Submitted to: Columbian Journal of Statistics
Publication Type: Peer reviewed journal
Publication Acceptance Date: 12/8/2008
Publication Date: 6/1/2009
Citation: Hooks, T., Marx, D.B., Kachman, S.D., Pedersen, J.F. 2009. Revista Columbiana de Estadstica. Columbian Journal of Statistics 32:17-31. Interpretive Summary: A linear mathematical model normally defines the particular experimental design used by scientists. To determine which design is more appropriate, an optimality criterion is developed for models that include random effects (effects whose levels are not predetermined, but are chosen randomly from a large number of possible levels, for example blocks). There are also instances when experiments include treatments that may also be considered random, for example large germplasm screening experiments.

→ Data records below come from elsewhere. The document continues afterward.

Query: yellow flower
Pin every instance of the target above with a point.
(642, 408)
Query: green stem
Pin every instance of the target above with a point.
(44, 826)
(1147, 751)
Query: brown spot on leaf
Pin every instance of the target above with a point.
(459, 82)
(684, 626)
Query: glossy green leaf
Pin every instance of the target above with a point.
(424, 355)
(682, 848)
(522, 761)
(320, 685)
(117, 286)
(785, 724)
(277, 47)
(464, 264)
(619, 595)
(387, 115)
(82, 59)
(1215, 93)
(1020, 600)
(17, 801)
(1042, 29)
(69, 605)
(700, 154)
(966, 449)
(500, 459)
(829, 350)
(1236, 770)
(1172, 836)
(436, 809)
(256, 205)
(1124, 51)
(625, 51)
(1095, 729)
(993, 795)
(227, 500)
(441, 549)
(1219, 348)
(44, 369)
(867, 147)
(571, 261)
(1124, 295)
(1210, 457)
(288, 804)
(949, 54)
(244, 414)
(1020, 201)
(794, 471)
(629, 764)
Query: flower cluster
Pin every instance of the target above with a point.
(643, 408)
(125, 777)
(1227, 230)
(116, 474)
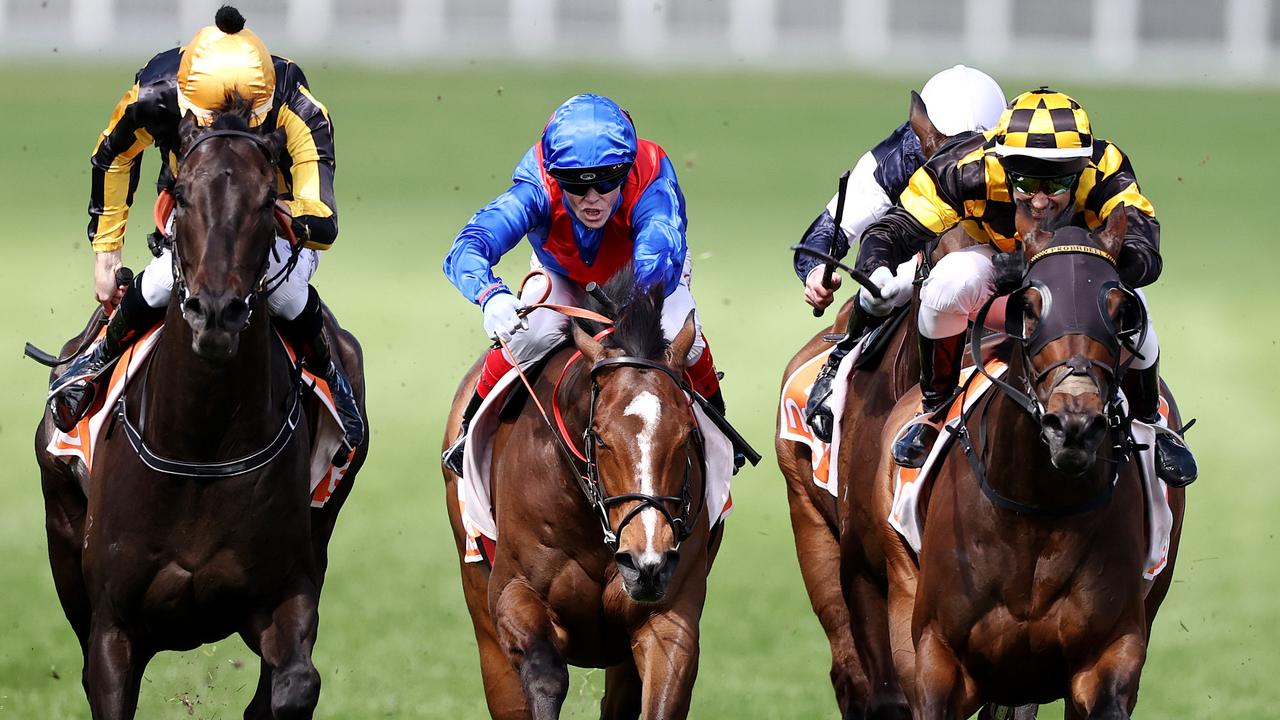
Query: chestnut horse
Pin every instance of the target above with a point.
(814, 511)
(604, 564)
(1029, 583)
(222, 538)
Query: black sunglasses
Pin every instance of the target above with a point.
(1048, 186)
(599, 186)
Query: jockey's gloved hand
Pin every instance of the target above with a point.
(501, 318)
(1010, 270)
(894, 292)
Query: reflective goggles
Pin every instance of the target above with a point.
(1048, 186)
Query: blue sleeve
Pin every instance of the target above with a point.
(494, 229)
(659, 224)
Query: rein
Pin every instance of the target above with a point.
(589, 482)
(218, 469)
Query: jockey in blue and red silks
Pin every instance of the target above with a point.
(590, 197)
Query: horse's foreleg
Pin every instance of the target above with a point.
(666, 654)
(818, 554)
(526, 633)
(1109, 688)
(942, 691)
(284, 639)
(114, 671)
(622, 693)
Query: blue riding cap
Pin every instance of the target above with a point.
(589, 139)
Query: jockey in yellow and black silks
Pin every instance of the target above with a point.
(1041, 162)
(222, 60)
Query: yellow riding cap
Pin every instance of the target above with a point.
(1045, 133)
(224, 59)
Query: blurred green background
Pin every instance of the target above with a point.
(419, 150)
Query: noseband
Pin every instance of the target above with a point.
(594, 488)
(265, 286)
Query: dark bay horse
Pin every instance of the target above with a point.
(222, 538)
(1029, 584)
(617, 580)
(816, 515)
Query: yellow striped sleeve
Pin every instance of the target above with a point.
(920, 199)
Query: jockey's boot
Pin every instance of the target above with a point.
(818, 411)
(1174, 460)
(309, 337)
(73, 391)
(496, 365)
(940, 373)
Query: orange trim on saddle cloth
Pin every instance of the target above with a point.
(792, 425)
(617, 245)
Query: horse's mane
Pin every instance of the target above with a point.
(233, 113)
(638, 326)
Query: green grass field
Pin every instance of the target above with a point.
(757, 154)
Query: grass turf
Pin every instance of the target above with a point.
(757, 154)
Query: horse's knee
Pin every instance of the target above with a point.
(544, 675)
(295, 692)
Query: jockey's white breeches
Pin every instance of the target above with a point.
(286, 301)
(963, 281)
(548, 328)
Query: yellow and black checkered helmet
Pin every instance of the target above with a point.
(1045, 135)
(224, 59)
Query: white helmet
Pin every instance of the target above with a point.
(963, 99)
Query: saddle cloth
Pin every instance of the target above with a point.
(78, 445)
(908, 482)
(791, 422)
(474, 490)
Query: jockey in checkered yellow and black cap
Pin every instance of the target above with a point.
(1042, 160)
(192, 83)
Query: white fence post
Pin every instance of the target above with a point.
(643, 27)
(1247, 35)
(531, 24)
(987, 28)
(1115, 33)
(91, 22)
(421, 24)
(865, 30)
(310, 22)
(753, 27)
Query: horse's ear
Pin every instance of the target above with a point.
(590, 347)
(187, 132)
(1111, 238)
(923, 127)
(677, 352)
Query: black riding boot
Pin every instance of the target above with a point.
(940, 373)
(452, 455)
(73, 391)
(1174, 460)
(306, 332)
(818, 411)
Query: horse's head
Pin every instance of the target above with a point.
(1073, 317)
(224, 197)
(645, 441)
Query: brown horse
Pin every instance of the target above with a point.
(1029, 583)
(195, 523)
(561, 593)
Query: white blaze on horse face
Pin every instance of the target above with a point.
(649, 410)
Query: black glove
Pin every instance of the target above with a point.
(1010, 270)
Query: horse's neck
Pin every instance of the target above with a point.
(200, 409)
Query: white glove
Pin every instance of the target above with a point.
(895, 291)
(501, 318)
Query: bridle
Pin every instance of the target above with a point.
(265, 286)
(1027, 397)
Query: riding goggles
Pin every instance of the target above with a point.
(580, 181)
(1048, 186)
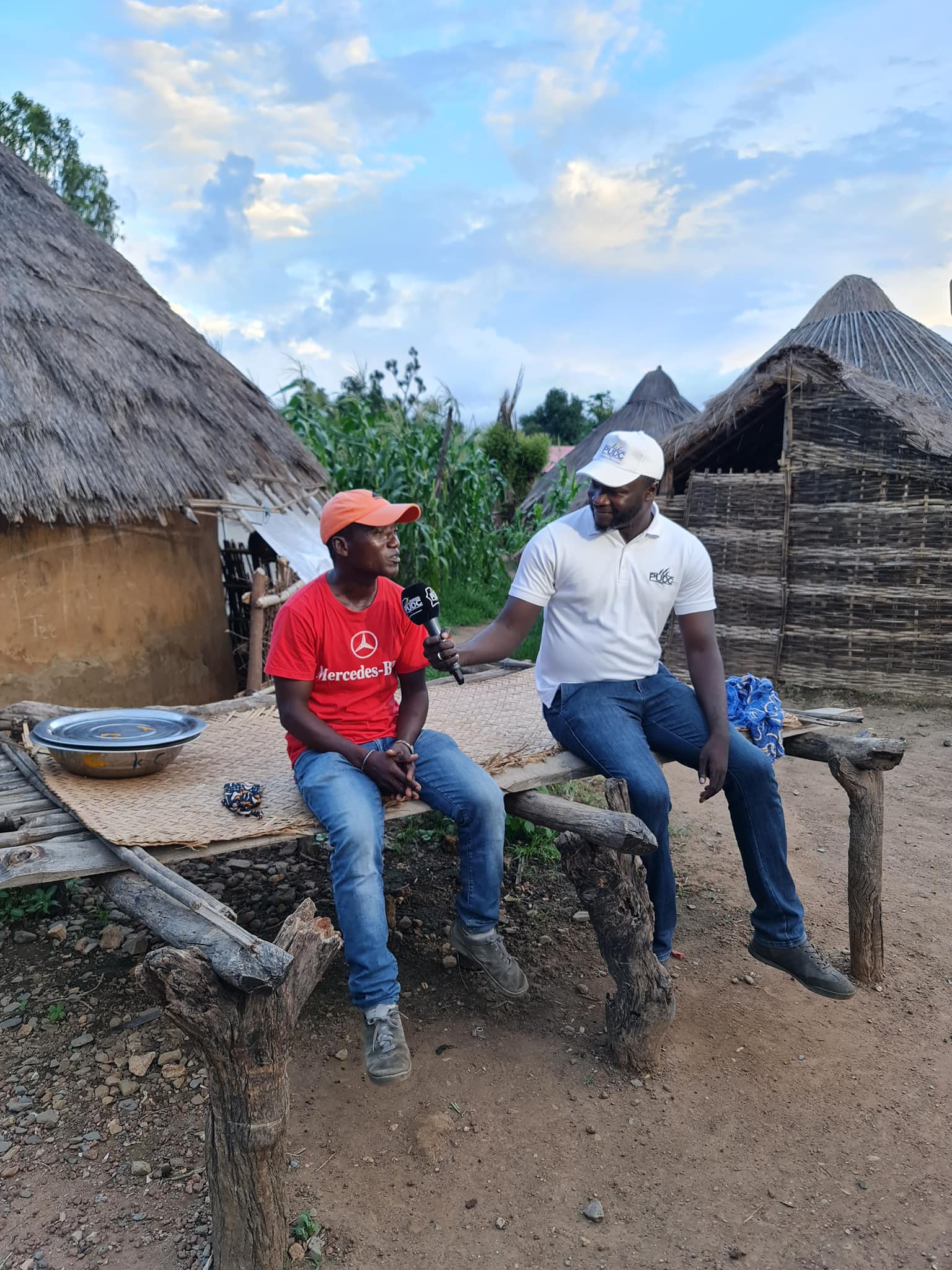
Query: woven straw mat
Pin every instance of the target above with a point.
(496, 722)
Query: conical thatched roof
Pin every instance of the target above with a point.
(857, 323)
(112, 408)
(924, 422)
(655, 407)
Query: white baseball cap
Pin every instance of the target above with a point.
(622, 458)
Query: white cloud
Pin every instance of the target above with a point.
(173, 14)
(305, 349)
(604, 219)
(288, 205)
(343, 54)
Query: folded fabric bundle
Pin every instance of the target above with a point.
(243, 797)
(753, 704)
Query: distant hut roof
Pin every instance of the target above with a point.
(655, 407)
(857, 323)
(112, 408)
(924, 422)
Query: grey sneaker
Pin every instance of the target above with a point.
(493, 958)
(808, 966)
(386, 1055)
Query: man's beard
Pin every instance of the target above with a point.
(619, 521)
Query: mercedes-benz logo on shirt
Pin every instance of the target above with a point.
(363, 644)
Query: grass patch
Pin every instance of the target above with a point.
(20, 904)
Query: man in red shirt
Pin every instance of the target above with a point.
(339, 648)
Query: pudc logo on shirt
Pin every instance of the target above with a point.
(363, 644)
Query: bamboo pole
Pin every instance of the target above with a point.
(255, 633)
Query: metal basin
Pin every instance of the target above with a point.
(113, 765)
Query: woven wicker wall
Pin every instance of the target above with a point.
(739, 517)
(870, 564)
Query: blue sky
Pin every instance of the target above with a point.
(587, 190)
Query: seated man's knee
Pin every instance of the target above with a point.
(651, 803)
(749, 766)
(357, 848)
(484, 804)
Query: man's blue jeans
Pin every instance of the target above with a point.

This criterion allows for either fixed (the levels of the treatment are predetermined and only those levels are of interest to the researcher) or random treatment effects as well as fixed or random nuisance parameters (effects which are not of interest, but are included in the model, for example blocks and covariates). A general formula is presented for which all previously published optimality criteria are special cases. This research allows scientists to better design and conduct experiments.
Technical Abstract: In the context of linear models, an optimality criterion is developed for models that include random effects. Traditional information-based criteria are premised on all model effects being regarded as fixed. When treatments and/or nuisance parameters are assumed to be random effects, an appropriate optimality criterion can be developed under the same conditions. This paper introduces such a criterion, and this criterion also allows for the inclusion of fixed and/or random nuisance parameters in the model and for the presence of a general covariance structure. Also, a general formula is presented for which all previously published optimality criteria are special cases.